Gibbons has always wondered about that. Did Bowie really walk away from his equity in the ranch he’d worked so hard for and the wife he’d married from back East?
Or had something else happened …
A Tin Cup Clue
One weekend while Gibbons was camping over the Fourth of July, he decided to do a little poking around with a metal detector. He found a dump near an outhouse with shards of pottery, old medicine bottles, and old tools.
He also found a tin cup in that trench.
It was nearly intact, save for one single neat bullet hole punched through the bottom and existing just above the rim.

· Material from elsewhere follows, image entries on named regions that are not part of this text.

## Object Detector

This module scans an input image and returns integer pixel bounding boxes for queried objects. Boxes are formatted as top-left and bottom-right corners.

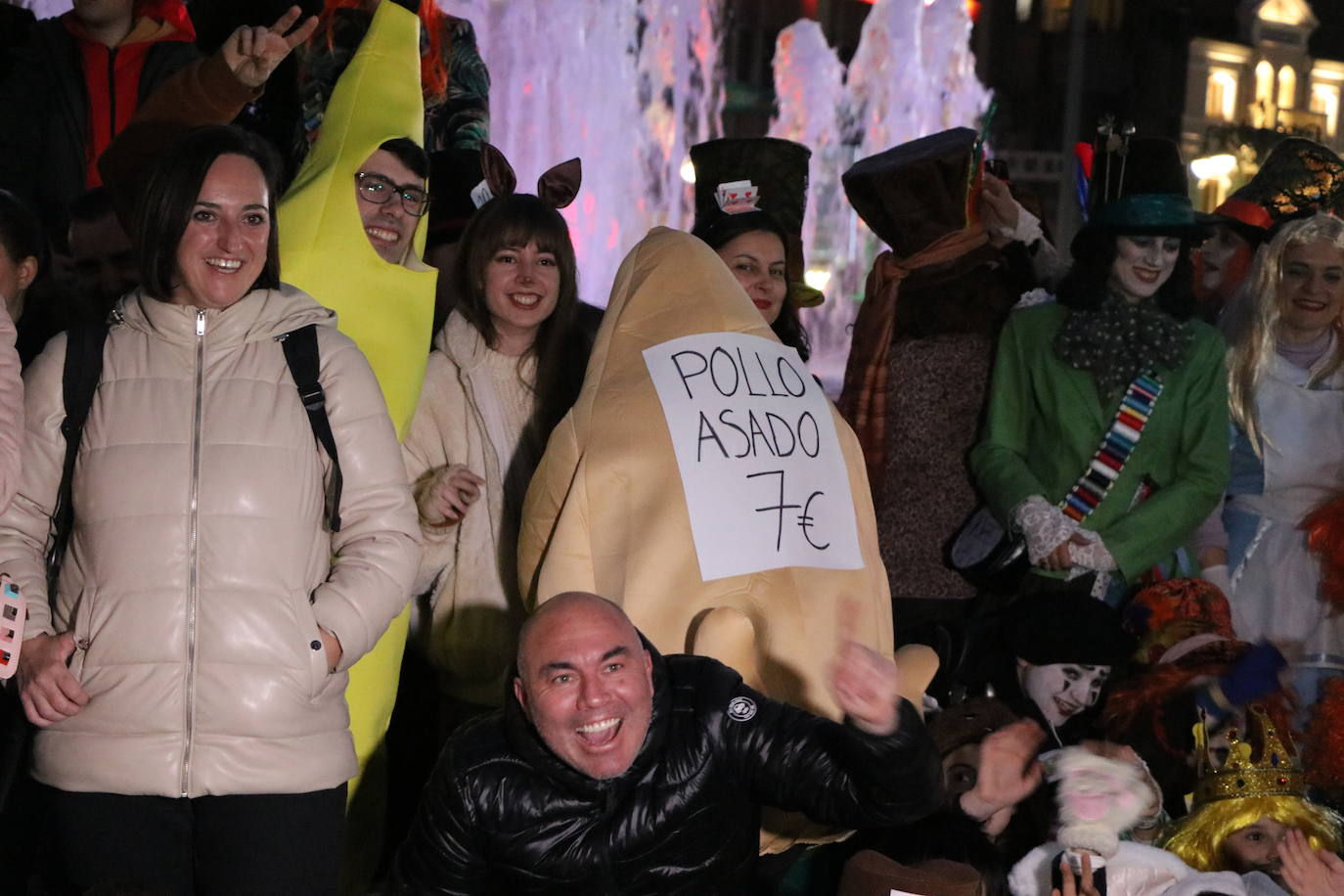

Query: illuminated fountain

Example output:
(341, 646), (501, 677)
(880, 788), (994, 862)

(441, 0), (723, 305)
(22, 0), (989, 383)
(770, 0), (989, 396)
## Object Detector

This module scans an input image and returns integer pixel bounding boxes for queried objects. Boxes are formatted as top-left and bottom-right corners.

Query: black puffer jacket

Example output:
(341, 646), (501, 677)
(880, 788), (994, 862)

(394, 652), (941, 896)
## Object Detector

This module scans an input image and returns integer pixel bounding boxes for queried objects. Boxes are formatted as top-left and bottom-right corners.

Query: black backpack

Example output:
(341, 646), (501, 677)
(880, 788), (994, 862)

(47, 323), (341, 601)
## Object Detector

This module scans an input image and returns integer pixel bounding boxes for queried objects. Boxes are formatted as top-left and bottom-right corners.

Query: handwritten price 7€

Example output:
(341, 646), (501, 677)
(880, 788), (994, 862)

(747, 470), (830, 551)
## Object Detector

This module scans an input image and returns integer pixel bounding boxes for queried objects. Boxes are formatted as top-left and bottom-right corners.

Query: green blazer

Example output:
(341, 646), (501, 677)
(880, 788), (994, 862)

(970, 302), (1229, 582)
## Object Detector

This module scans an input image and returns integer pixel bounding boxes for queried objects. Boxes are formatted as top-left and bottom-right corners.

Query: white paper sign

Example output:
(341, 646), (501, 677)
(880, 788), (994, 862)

(644, 334), (863, 582)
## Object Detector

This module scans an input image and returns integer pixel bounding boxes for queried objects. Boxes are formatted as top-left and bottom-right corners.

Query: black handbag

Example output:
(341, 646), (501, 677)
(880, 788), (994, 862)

(948, 505), (1031, 594)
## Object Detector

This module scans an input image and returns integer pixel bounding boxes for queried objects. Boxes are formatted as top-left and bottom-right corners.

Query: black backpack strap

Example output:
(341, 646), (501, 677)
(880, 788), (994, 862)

(47, 321), (108, 602)
(278, 324), (341, 532)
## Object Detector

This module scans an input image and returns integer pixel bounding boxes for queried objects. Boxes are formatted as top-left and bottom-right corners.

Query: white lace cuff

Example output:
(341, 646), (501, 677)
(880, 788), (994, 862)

(1068, 529), (1115, 572)
(1012, 494), (1078, 565)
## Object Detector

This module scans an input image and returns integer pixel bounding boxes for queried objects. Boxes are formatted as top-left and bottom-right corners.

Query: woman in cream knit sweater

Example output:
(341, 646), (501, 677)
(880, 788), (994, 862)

(405, 194), (586, 723)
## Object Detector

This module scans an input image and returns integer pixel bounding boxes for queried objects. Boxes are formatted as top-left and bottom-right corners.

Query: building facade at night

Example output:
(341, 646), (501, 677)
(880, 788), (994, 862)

(1180, 0), (1344, 211)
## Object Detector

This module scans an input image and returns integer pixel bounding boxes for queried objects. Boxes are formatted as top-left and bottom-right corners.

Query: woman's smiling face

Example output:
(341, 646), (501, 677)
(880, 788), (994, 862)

(1107, 235), (1180, 303)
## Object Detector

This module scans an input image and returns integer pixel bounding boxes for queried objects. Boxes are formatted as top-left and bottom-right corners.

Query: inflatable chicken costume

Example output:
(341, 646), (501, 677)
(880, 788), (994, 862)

(518, 228), (892, 843)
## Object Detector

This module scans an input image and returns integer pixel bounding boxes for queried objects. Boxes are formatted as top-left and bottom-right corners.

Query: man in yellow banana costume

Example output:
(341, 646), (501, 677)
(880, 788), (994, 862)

(277, 3), (435, 892)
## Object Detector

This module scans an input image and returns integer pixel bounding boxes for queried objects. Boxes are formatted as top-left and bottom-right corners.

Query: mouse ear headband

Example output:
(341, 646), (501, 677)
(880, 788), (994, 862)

(471, 144), (583, 208)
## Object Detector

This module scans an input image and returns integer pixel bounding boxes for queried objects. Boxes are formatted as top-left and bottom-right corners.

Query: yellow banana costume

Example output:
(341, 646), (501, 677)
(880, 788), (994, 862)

(518, 228), (897, 852)
(277, 3), (437, 877)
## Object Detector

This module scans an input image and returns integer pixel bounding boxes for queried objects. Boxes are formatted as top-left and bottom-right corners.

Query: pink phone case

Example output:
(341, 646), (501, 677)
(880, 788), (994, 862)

(0, 575), (28, 681)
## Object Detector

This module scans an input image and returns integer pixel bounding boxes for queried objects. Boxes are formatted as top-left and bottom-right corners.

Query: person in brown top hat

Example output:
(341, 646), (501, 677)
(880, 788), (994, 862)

(837, 127), (1035, 609)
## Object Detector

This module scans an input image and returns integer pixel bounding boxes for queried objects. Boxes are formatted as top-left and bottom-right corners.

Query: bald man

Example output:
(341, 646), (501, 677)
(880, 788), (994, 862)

(394, 594), (941, 895)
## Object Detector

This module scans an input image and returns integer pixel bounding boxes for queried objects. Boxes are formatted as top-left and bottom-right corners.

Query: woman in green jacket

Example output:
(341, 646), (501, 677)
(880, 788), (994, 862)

(970, 138), (1229, 602)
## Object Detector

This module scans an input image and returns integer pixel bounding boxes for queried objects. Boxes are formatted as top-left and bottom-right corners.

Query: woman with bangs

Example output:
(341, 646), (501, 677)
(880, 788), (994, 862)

(405, 194), (587, 735)
(1199, 212), (1344, 706)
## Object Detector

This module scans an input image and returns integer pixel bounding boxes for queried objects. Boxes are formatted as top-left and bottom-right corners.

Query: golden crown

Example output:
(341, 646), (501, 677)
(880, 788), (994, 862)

(1194, 705), (1307, 806)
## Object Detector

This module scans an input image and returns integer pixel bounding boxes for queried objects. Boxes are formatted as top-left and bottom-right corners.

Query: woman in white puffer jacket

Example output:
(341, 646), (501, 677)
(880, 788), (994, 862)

(0, 126), (420, 893)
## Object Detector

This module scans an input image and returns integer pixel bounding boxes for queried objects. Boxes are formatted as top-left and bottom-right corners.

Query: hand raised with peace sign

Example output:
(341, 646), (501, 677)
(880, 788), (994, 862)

(830, 598), (901, 738)
(222, 7), (317, 90)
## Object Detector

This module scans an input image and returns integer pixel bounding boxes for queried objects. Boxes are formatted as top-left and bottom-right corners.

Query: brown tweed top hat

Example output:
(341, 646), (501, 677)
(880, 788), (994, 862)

(1214, 137), (1344, 238)
(691, 137), (824, 307)
(841, 127), (976, 258)
(836, 849), (984, 896)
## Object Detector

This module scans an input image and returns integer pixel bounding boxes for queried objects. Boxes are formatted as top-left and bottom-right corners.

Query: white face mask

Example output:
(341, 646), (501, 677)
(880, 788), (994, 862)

(1017, 659), (1110, 728)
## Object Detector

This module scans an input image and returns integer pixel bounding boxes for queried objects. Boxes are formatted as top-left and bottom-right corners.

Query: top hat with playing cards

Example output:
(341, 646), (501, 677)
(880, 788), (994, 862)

(691, 137), (824, 306)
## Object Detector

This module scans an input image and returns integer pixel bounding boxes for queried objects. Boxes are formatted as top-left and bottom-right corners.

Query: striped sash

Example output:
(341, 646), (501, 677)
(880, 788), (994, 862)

(1060, 374), (1163, 522)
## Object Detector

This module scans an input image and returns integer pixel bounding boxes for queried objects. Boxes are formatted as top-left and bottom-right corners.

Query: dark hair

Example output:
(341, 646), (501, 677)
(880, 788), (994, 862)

(1055, 230), (1194, 321)
(378, 137), (428, 180)
(691, 209), (812, 361)
(0, 190), (47, 270)
(452, 194), (587, 447)
(136, 125), (280, 302)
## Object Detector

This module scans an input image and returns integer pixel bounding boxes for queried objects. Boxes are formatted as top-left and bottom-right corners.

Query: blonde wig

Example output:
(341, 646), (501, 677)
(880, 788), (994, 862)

(1163, 795), (1341, 872)
(1227, 212), (1344, 456)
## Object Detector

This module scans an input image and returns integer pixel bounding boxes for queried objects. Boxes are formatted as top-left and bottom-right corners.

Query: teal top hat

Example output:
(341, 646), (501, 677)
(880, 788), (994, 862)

(1074, 136), (1214, 256)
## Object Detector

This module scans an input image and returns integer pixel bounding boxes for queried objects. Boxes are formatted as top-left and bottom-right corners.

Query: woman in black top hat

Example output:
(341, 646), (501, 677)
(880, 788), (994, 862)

(970, 137), (1227, 601)
(691, 137), (824, 361)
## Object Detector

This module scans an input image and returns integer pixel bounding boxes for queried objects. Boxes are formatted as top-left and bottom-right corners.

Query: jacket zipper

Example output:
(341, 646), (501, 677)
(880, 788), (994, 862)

(603, 784), (621, 896)
(181, 309), (205, 798)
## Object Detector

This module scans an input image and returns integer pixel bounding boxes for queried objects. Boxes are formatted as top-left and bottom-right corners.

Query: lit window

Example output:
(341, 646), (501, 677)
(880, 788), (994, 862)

(1204, 68), (1236, 121)
(1278, 66), (1297, 109)
(1255, 59), (1275, 106)
(1312, 85), (1340, 137)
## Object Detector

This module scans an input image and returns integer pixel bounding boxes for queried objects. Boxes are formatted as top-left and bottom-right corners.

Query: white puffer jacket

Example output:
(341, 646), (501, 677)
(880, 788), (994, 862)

(0, 287), (420, 796)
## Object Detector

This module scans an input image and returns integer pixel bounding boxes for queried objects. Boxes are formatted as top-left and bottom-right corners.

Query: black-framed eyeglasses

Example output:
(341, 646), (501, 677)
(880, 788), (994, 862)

(355, 170), (428, 217)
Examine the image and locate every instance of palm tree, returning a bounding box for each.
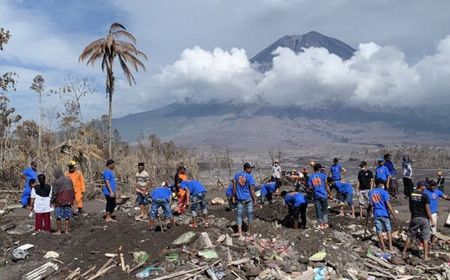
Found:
[79,23,147,157]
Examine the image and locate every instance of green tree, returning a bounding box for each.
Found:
[79,23,147,157]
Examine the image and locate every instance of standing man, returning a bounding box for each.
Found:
[135,162,150,219]
[272,160,281,185]
[308,163,333,229]
[425,181,450,244]
[20,161,37,208]
[65,160,86,214]
[375,158,391,189]
[177,179,209,228]
[356,161,374,217]
[384,154,398,197]
[329,158,346,182]
[403,181,435,261]
[103,159,116,222]
[367,180,396,252]
[233,162,256,236]
[436,170,445,192]
[402,155,414,198]
[51,168,75,234]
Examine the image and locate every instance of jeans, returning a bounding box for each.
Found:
[191,192,208,217]
[149,199,172,220]
[236,200,253,226]
[314,197,328,224]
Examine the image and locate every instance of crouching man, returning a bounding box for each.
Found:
[148,184,175,230]
[281,191,308,229]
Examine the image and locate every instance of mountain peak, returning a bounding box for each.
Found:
[250,31,355,72]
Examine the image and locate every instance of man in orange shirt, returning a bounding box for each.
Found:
[65,160,86,214]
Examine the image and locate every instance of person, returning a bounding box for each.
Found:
[356,161,374,217]
[281,191,308,229]
[103,159,116,222]
[308,163,333,229]
[327,177,356,219]
[135,162,150,219]
[233,162,256,236]
[261,179,281,204]
[403,181,435,260]
[425,180,450,244]
[65,160,86,214]
[20,161,37,208]
[384,154,398,197]
[367,181,396,252]
[173,164,188,215]
[51,168,75,234]
[436,170,445,192]
[148,182,175,231]
[375,158,391,188]
[178,179,209,228]
[402,155,414,198]
[329,158,346,182]
[225,182,236,211]
[30,174,53,232]
[272,160,281,184]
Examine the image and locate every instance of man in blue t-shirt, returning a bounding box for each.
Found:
[261,179,281,204]
[375,158,391,188]
[308,163,333,229]
[329,158,347,181]
[367,181,396,252]
[103,159,116,222]
[233,162,256,236]
[424,180,450,245]
[281,191,308,229]
[177,179,209,228]
[20,161,37,208]
[327,177,356,219]
[225,182,236,211]
[148,184,175,231]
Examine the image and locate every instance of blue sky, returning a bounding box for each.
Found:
[0,0,450,124]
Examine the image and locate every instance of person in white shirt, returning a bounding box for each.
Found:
[30,174,53,232]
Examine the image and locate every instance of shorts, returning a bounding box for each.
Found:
[431,213,438,235]
[408,217,431,241]
[55,205,72,221]
[339,193,353,206]
[136,192,148,206]
[358,190,369,208]
[374,217,392,233]
[191,192,208,217]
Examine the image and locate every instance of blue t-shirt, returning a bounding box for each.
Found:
[425,189,444,214]
[103,168,116,196]
[180,180,206,196]
[284,192,306,207]
[375,165,391,181]
[22,167,37,188]
[369,188,389,218]
[333,182,353,194]
[384,160,397,176]
[308,172,328,198]
[225,184,233,197]
[150,187,172,201]
[330,163,342,181]
[234,171,255,201]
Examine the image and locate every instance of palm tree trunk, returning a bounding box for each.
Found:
[108,88,112,158]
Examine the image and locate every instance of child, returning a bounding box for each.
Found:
[148,184,175,231]
[327,178,356,219]
[281,191,308,229]
[30,174,53,232]
[51,169,75,235]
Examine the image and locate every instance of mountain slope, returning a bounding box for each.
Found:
[250,31,355,72]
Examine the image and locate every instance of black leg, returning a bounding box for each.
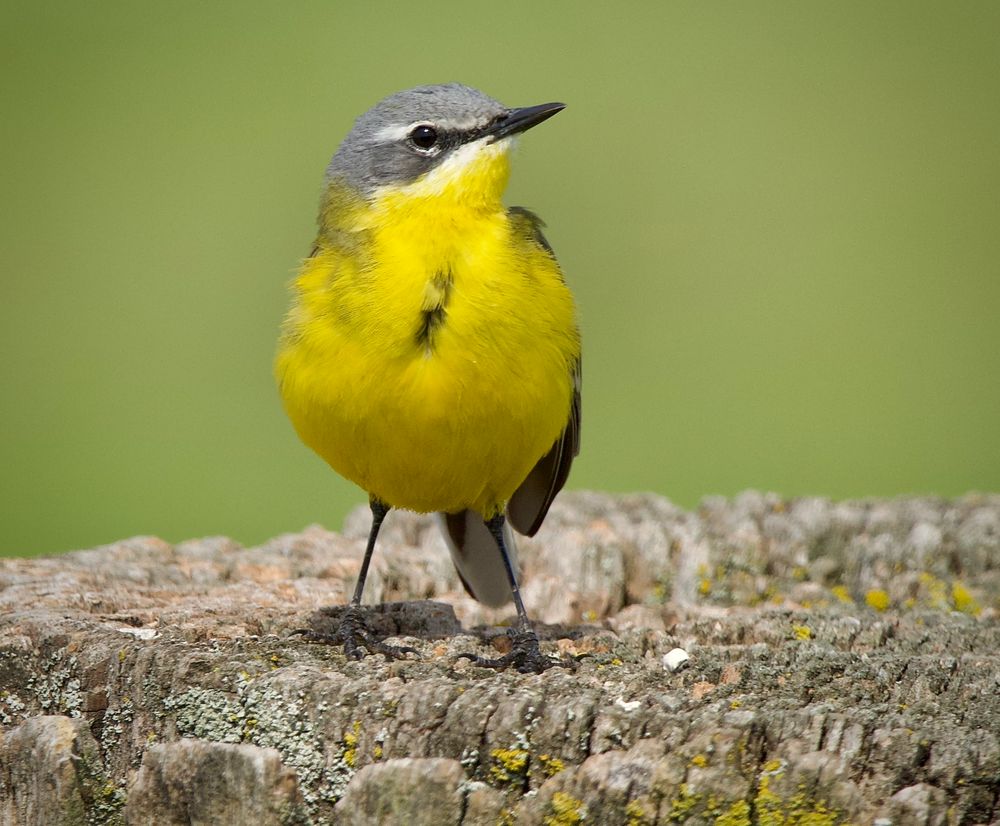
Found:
[459,511,567,674]
[306,497,417,660]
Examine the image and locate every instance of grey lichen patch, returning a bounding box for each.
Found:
[163,672,357,823]
[0,689,28,727]
[25,651,83,717]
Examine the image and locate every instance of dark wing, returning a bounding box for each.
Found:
[507,207,582,536]
[507,361,581,536]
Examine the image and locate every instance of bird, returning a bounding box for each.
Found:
[275,83,581,673]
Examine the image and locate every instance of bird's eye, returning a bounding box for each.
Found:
[410,123,438,150]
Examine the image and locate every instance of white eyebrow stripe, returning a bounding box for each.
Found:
[372,124,416,143]
[373,118,484,143]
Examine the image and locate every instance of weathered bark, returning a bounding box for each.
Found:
[0,493,1000,826]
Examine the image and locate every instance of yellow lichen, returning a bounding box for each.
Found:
[490,749,528,783]
[542,792,587,826]
[343,720,361,769]
[714,800,752,826]
[865,588,890,611]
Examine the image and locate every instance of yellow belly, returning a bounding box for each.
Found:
[276,200,579,516]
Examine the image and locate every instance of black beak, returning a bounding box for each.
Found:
[486,103,566,141]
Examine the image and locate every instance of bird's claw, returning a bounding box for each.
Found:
[458,628,576,674]
[295,606,419,660]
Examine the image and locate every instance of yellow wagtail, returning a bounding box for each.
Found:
[275,84,580,672]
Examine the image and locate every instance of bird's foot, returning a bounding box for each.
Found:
[458,628,576,674]
[296,605,418,660]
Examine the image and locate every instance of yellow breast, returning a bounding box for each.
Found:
[276,145,579,516]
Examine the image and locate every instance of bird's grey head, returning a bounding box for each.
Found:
[326,83,563,194]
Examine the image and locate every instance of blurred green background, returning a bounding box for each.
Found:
[0,0,1000,554]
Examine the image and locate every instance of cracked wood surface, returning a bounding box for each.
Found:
[0,492,1000,826]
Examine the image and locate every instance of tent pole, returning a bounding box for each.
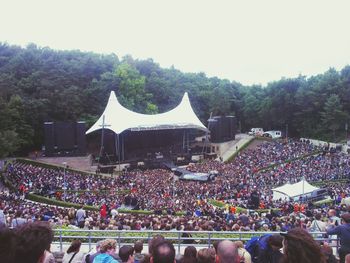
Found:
[98,115,105,164]
[121,136,125,161]
[117,134,121,172]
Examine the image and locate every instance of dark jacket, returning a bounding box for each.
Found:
[327,224,350,250]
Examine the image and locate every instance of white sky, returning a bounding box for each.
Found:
[0,0,350,85]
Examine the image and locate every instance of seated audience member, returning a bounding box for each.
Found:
[235,241,252,263]
[281,228,326,263]
[151,240,175,263]
[345,254,350,263]
[148,235,165,255]
[119,245,134,263]
[216,240,240,263]
[257,234,283,263]
[62,239,84,263]
[321,244,338,263]
[134,240,145,263]
[14,221,53,263]
[181,246,197,263]
[197,248,215,263]
[85,241,102,263]
[327,213,350,263]
[93,239,119,263]
[0,227,16,262]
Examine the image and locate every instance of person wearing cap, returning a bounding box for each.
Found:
[93,239,119,263]
[281,227,326,263]
[327,213,350,263]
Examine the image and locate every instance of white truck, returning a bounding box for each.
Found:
[262,131,282,139]
[248,128,264,136]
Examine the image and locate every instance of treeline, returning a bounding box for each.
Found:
[0,43,350,157]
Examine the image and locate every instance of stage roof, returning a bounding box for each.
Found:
[86,91,208,134]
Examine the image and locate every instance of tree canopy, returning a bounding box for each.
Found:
[0,43,350,157]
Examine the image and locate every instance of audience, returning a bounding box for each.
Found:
[282,228,326,263]
[327,213,350,263]
[93,239,119,263]
[197,248,215,263]
[62,239,85,263]
[216,240,240,263]
[151,240,175,263]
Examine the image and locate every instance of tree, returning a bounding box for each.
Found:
[321,94,347,141]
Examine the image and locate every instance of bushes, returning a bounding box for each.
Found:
[26,193,99,211]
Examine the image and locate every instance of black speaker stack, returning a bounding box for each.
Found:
[208,116,237,143]
[44,121,86,156]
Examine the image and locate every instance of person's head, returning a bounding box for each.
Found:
[321,245,333,259]
[148,235,165,255]
[14,221,53,263]
[216,240,239,263]
[0,227,16,262]
[67,239,81,254]
[341,213,350,224]
[197,248,215,263]
[213,240,220,253]
[134,240,143,253]
[268,234,283,250]
[119,245,134,262]
[345,254,350,263]
[282,228,325,263]
[328,209,337,216]
[100,239,117,254]
[184,246,197,258]
[151,240,175,263]
[315,213,321,220]
[235,240,244,248]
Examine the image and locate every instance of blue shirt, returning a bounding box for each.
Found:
[93,253,119,263]
[327,224,350,250]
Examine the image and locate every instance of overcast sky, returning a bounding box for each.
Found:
[0,0,350,85]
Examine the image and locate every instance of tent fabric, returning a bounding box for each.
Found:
[272,179,319,200]
[86,91,208,134]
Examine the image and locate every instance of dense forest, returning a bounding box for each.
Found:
[0,43,350,157]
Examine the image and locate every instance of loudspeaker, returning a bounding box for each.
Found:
[208,118,221,142]
[55,122,75,151]
[76,121,86,155]
[208,116,236,143]
[44,122,55,156]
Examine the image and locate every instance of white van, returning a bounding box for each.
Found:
[248,128,264,136]
[263,131,282,139]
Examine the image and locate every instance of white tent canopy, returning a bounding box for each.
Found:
[86,91,207,134]
[272,178,319,200]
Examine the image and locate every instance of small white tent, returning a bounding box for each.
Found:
[272,178,319,200]
[86,91,208,134]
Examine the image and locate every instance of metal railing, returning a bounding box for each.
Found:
[54,229,339,253]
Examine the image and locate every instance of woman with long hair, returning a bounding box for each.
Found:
[281,228,326,263]
[181,246,197,263]
[62,239,84,263]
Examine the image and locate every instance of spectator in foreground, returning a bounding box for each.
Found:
[62,239,84,263]
[134,240,145,263]
[181,246,197,263]
[13,221,53,263]
[281,228,326,263]
[151,240,175,263]
[257,234,283,263]
[327,213,350,263]
[119,245,134,263]
[197,248,215,263]
[235,241,252,263]
[93,239,119,263]
[216,240,240,263]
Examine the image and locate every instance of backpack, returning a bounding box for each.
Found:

It was exactly the trajectory one might expect if someone were holding that cup to his lips and taking a drink.
“If you’re this far from town, you don’t use a perfectly good cup for target practice,” Gibbons said. “If you’re going to use it for target practice, you’re gonna shoot the living hell out of it right? Not just one hole and throw it away.”
Gibbons realizes he can’t prove anything based on that. But he’s learned of suggestive anecdotes that make him believe Bowie didn’t abandon his wife at all.
“There was word that Ghent left the ranch one day and he came back and threw his gun on the bed and said, ‘I never want to see that gun again,’” Gibbons said. “And then one of the hired men caught him down at the crick crying.”
What Gibbons wants to do next is a little more digging in the privy area to see if he can find a revolver that matches the bullet in that tin cup.
“If we do, then I think we’ve solved a murder mystery,” Gibbons said.
Letting The Past Live
By late afternoon, Gibbons has his truck about as close as possible to the base of the red wall.
Those who want to climb it have just enough time to scramble up and touch the skyline if they wish, looking down the west side at a sight that hasn’t changed much in over a century.
One member of the party, meanwhile, has brought a revolver that he believes rolled off the factory line the same day as the revolver Cassidy used.
Everyone in the party takes turns firing the weapon at a distant rock, listening to the sound of gunfire echoing against the cliff wall.
Gibbons waits patiently, his cowboy hat tilted to one side and a crooked but happy smile on his face.
There’s a long drive back to civilization, but he’s not in any hurry. There will be plenty of time to return to the 21st century later.
For now, he listens to the wind move through the sagebrush and lets time stand still. This is the moment when the past lives for him.
That’s what always brings him back to the Hole in the Wall, time and again.